# Sig P250 C to a SC?



## Sonny Boy (Sep 20, 2009)

Can a Sig P250C beconverted to a Subcompact? 

If so, in all calibers?

Is this gun a piece of crap or a good gun. I have read conflicting review, which is expected.


----------



## xjclassic (May 15, 2008)

This is from Sigs website.


The P250®, a modular pistol that allows the shooter to change caliber and size at will....

The SIG SAUER® P250 was designed specifically to address the future needs of the military, law enforcement, and civilian shooters around the world. The P250 will be available in the most popular calibers (9mm, .357SIG, .40S&W and .45ACP). The P250's innovative design enables the shooter to quickly remove the functional mechanism and place it into the polymer grip of his choice. This allows an immediate change in caliber and size;(subcompact, compact and full). And after any change the pistol delivers both outstanding accuracy and reliable functionality.
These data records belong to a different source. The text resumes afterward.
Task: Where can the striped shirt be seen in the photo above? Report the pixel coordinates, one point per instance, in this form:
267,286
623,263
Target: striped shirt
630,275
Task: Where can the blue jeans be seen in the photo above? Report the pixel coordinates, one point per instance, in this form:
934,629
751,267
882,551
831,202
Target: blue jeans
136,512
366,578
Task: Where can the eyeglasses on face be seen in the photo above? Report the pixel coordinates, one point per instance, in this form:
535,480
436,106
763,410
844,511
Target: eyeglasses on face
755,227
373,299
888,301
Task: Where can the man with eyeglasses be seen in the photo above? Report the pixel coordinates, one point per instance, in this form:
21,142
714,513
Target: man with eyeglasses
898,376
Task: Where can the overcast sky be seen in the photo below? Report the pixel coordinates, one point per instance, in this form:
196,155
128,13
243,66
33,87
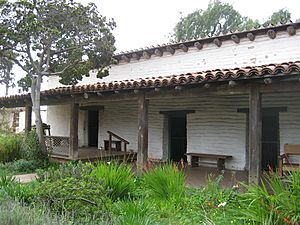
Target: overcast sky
142,23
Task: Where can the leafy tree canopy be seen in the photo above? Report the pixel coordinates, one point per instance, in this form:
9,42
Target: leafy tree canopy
218,18
54,37
6,76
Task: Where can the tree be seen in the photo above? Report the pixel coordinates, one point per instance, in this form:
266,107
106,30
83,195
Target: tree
54,38
281,16
216,19
6,76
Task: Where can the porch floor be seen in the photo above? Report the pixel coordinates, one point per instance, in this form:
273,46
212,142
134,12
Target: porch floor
197,176
94,154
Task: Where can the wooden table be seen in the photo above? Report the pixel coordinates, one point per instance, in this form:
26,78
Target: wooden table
220,159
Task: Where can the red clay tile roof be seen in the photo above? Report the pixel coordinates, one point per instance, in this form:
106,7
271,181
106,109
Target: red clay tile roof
250,72
261,30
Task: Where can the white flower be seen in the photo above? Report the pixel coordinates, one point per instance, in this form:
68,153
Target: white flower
222,204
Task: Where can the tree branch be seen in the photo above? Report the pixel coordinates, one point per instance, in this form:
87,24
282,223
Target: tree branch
56,73
18,63
65,50
30,57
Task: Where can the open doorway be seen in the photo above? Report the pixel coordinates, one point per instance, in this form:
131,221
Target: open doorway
93,127
270,140
270,136
177,137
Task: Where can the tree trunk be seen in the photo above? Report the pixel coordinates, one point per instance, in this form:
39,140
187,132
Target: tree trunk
6,89
36,102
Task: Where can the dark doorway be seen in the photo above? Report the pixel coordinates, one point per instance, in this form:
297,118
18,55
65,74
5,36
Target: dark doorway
270,140
178,137
93,127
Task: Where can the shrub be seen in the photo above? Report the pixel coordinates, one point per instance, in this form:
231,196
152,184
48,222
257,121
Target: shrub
140,212
276,201
165,182
10,147
14,212
119,178
75,192
14,189
31,148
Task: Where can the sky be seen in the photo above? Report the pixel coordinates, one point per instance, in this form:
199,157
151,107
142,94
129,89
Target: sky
142,23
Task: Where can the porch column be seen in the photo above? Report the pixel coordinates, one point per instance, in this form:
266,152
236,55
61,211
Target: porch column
142,155
73,146
28,118
255,135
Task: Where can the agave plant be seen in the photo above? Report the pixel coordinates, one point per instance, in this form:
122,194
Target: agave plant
118,178
275,201
165,182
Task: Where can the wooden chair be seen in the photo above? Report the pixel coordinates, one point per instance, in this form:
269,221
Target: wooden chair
285,161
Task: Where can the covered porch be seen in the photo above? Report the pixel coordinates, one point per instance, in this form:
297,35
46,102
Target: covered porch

Its modularity not only provides incredible ease of maintenance, but also provides a solution for accommodating different hand sizes - there are 6 different ergonomic combinations for each size, accomplished by changes in grip circumference and trigger style. Now you can own the world's only modular shooting system globally engineered to deliver the "To-Hell -And-Back-Reliability" you've come to expect from Sig Sauer.


----------



## Ananael (Oct 28, 2009)

The kits to do the conversion aren't out yet, but in theory you will be able to, yes, and in all the calibers, yes. Won't be cheap, though.
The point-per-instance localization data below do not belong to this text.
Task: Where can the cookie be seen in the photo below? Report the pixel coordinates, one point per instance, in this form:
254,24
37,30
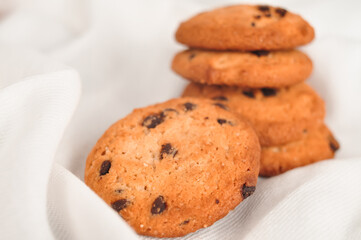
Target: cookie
175,167
246,69
245,28
316,144
278,115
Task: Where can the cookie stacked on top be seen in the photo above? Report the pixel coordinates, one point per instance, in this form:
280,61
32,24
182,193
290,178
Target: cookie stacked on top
244,58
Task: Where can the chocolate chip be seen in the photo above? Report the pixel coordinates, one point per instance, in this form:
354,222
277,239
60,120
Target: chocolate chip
263,8
170,110
249,94
185,222
120,204
221,106
268,92
153,120
221,121
260,53
189,106
220,98
247,191
158,206
191,56
334,145
167,149
282,12
104,168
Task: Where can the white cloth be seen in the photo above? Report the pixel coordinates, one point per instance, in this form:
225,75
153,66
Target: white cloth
120,52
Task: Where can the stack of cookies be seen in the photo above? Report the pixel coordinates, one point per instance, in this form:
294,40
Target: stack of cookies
244,58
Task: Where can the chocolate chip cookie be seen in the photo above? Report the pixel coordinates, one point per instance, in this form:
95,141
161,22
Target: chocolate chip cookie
245,28
316,144
246,69
279,115
175,167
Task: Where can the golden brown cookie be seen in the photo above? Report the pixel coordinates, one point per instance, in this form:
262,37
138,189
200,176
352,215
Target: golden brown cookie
246,69
245,28
316,144
279,115
175,167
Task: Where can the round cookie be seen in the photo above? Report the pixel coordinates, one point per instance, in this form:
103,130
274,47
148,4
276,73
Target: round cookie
279,115
245,28
175,167
246,69
316,144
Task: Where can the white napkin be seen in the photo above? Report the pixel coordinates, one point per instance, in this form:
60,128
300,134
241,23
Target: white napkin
122,51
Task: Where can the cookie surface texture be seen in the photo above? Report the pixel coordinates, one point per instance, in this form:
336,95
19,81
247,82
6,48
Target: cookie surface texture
172,168
279,115
245,28
316,144
245,69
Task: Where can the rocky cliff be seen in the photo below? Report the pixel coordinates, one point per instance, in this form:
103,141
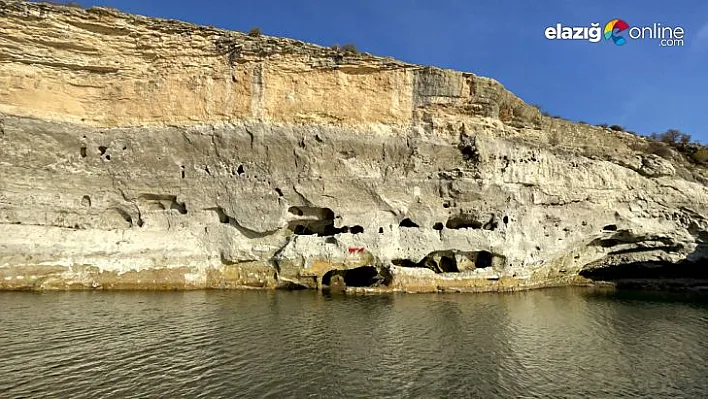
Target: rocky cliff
156,154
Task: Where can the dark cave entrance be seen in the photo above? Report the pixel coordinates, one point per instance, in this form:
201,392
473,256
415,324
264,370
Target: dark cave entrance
364,276
448,264
317,221
651,275
484,259
449,261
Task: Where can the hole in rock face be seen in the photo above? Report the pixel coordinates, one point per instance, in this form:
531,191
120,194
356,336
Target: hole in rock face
463,221
356,230
179,207
296,211
453,261
313,220
448,264
650,274
484,259
407,223
365,276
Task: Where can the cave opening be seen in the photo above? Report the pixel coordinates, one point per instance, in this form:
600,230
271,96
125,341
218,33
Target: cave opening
463,221
407,223
654,274
316,221
484,259
364,276
448,264
356,229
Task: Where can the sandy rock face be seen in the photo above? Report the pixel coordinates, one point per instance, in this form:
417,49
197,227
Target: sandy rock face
144,153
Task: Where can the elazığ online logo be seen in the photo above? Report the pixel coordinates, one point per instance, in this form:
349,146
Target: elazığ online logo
616,30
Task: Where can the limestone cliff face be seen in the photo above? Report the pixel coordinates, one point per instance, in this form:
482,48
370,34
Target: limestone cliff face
146,153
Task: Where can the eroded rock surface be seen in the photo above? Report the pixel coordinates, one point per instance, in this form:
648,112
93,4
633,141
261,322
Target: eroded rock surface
154,154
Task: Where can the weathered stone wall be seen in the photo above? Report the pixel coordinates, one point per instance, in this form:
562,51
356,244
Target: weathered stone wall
153,154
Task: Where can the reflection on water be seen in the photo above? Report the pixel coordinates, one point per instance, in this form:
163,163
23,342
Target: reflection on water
548,343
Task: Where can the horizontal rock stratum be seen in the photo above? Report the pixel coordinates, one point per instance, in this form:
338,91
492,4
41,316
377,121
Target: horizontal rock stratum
140,153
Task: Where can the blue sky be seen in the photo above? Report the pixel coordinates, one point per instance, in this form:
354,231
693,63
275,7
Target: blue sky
639,85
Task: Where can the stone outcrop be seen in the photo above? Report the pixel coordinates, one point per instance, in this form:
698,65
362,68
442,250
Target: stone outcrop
155,154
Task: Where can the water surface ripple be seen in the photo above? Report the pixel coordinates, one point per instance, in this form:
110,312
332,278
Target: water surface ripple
225,344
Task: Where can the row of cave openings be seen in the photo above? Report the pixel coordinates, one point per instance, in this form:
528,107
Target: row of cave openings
438,261
320,222
102,151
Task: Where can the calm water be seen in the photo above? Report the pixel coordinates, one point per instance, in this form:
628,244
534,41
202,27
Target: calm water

They're good guns, just some early problems that seem to be fixed, and Sig is lagging with getting all the conversion kits to market.

Check TGS for an idea of decent prices of the kits, etc. when they become available.


----------



## dosborn (Apr 17, 2009)

You can do it, but you can buy the whole gun in SC 9mm right now for about the cost of the frame and slide kit, when the kits come out.

I like mine. I have the compact .45 so if I want to change anything I might as well buy a new gun. With the .45, the grip will not work for the other calibers.


----------